It's true if you look at probabilities in a purely frequentist way:

  1. p(green, VW) = | green INT VW | / |CARS|
  2. p(green|VW) = | green INT VW | / |VW|
  3. p(VW) = |VW|/|CARS|
So, on the frequentist interpretation, it just works out to be true:
    | green INT VW | / |CARS| = | green INT VW | / |VW| * |VW|/|CARS|
Independent
Distributions

Note an important special case of the chain rule.
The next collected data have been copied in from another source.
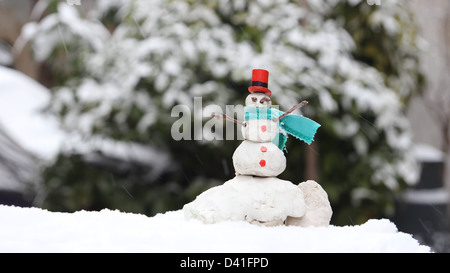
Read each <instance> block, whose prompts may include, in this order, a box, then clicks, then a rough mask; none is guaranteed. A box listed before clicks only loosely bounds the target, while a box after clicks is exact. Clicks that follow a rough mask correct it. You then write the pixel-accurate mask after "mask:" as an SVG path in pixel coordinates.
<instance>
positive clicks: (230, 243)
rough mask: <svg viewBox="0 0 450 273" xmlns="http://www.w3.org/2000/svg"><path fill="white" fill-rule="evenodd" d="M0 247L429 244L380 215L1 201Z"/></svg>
mask: <svg viewBox="0 0 450 273" xmlns="http://www.w3.org/2000/svg"><path fill="white" fill-rule="evenodd" d="M0 222H1V223H2V224H1V225H0V252H154V253H156V252H157V253H174V252H187V253H200V252H202V253H204V252H217V253H223V252H229V253H231V252H233V253H248V252H249V253H269V252H270V253H273V252H284V253H287V252H295V253H297V252H365V253H367V252H391V253H392V252H431V250H430V248H429V247H427V246H424V245H420V244H419V243H418V241H417V240H415V239H414V238H412V236H411V235H409V234H406V233H402V232H398V230H397V228H396V226H395V225H394V224H393V223H392V222H390V221H389V220H386V219H381V220H375V219H373V220H370V221H368V222H366V223H365V224H363V225H360V226H343V227H338V226H329V227H308V228H303V227H297V226H277V227H264V226H258V225H252V224H249V223H247V222H243V221H236V222H231V221H225V222H220V223H217V224H211V225H205V224H203V223H201V222H200V221H198V220H190V221H186V220H184V215H183V211H182V210H178V211H170V212H166V213H164V214H158V215H156V216H154V217H147V216H145V215H142V214H134V213H124V212H120V211H117V210H114V211H113V210H108V209H104V210H101V211H98V212H89V211H79V212H75V213H61V212H50V211H47V210H43V209H39V208H19V207H11V206H0Z"/></svg>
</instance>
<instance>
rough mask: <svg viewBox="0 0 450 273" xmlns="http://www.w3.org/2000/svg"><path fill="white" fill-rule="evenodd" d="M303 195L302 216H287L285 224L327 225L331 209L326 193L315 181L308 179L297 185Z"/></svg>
mask: <svg viewBox="0 0 450 273" xmlns="http://www.w3.org/2000/svg"><path fill="white" fill-rule="evenodd" d="M298 187H299V188H300V189H301V190H302V192H303V194H304V195H305V203H306V212H305V215H303V217H301V218H299V217H288V218H287V219H286V225H288V226H301V227H309V226H315V227H321V226H322V227H327V226H328V225H329V224H330V221H331V216H332V215H333V210H332V209H331V205H330V201H329V200H328V194H327V193H326V192H325V190H324V189H323V188H322V187H321V186H320V185H319V184H318V183H317V182H315V181H313V180H308V181H306V182H302V183H300V184H299V185H298Z"/></svg>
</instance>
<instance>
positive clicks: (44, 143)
mask: <svg viewBox="0 0 450 273" xmlns="http://www.w3.org/2000/svg"><path fill="white" fill-rule="evenodd" d="M49 101H50V91H49V90H48V89H47V88H45V87H44V86H42V85H41V84H39V83H38V82H36V81H35V80H33V79H31V78H30V77H28V76H26V75H25V74H23V73H21V72H19V71H16V70H13V69H10V68H7V67H2V66H0V124H2V125H3V127H4V128H6V131H7V133H8V134H9V135H10V136H11V137H12V138H13V139H14V140H15V141H17V142H18V143H19V144H20V145H21V146H23V147H24V148H25V149H27V150H29V151H31V152H33V153H35V154H36V155H38V156H40V157H42V158H44V159H51V158H53V157H54V156H55V155H56V154H57V153H58V151H59V149H60V145H61V143H62V140H63V138H64V134H63V133H62V132H61V130H60V129H59V127H58V126H59V125H58V123H57V120H56V118H53V117H52V116H48V115H44V114H43V113H42V111H43V109H44V108H45V107H46V106H47V104H48V103H49Z"/></svg>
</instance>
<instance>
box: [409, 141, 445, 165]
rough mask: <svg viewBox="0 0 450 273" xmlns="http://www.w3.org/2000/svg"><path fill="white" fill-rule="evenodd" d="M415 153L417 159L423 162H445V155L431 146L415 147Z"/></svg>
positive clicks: (427, 144)
mask: <svg viewBox="0 0 450 273" xmlns="http://www.w3.org/2000/svg"><path fill="white" fill-rule="evenodd" d="M413 153H414V156H415V157H416V159H417V160H419V161H422V162H442V161H443V160H444V153H443V152H442V151H441V150H439V149H438V148H436V147H434V146H431V145H429V144H424V143H418V144H416V145H414V149H413Z"/></svg>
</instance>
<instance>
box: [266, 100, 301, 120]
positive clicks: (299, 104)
mask: <svg viewBox="0 0 450 273" xmlns="http://www.w3.org/2000/svg"><path fill="white" fill-rule="evenodd" d="M307 104H308V101H306V100H304V101H302V102H300V103H299V104H297V105H295V106H293V107H292V108H291V109H289V110H288V111H287V112H285V113H284V114H282V115H281V116H279V117H278V118H276V119H274V120H273V121H275V122H278V121H279V120H280V119H282V118H284V117H285V116H287V115H289V114H290V113H292V112H294V111H295V110H296V109H298V108H301V107H303V106H305V105H307Z"/></svg>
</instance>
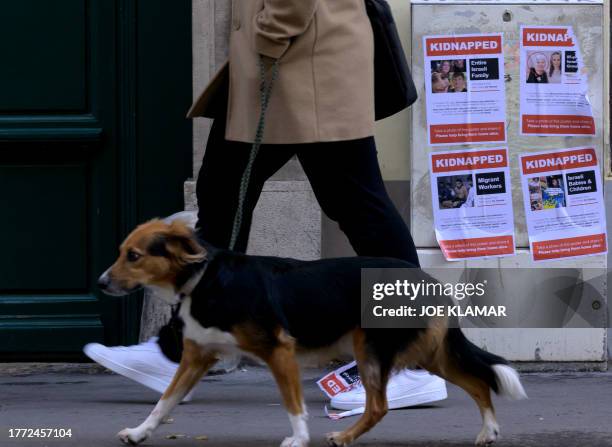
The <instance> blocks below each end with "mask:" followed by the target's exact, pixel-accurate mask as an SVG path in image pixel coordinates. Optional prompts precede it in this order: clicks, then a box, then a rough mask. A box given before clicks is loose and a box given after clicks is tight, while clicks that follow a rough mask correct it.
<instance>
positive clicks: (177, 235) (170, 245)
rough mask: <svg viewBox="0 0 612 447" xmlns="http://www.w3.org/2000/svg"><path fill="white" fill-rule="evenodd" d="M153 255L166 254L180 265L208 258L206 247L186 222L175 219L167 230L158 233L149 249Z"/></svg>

We call two distributions X and Y independent if:

    p(X | Y) = p(X)
In other words the value of y has no effect on the value of x.

Note the special case of the chain rule that holds for independent distributions.

    p(x,y)= p(x|y) * p(y) = p(x) * p(y)
Exercise: Verify that the table labeled an independent distribution really is.
Bayes' Law

Recall the two versions of the chain rule:

  1. p(COLOR=x,MAKE=y)= p(Color=x|Make=y) * p(Make=y)
  2. p(COLOR=x,MAKE=y)= p(Make=y|Color=x) * p(Color=x)

From this we can immediately conclude Bayes' Law:

    p(Color=x|Make=y) * p(Make=y) = p(Make=y|Color=x) * p(Color=x)
This is often written in the following form:
    p(Color=x|Make=y) = p(Make=y|Color=x) * p(Color=x) / p(Make=y)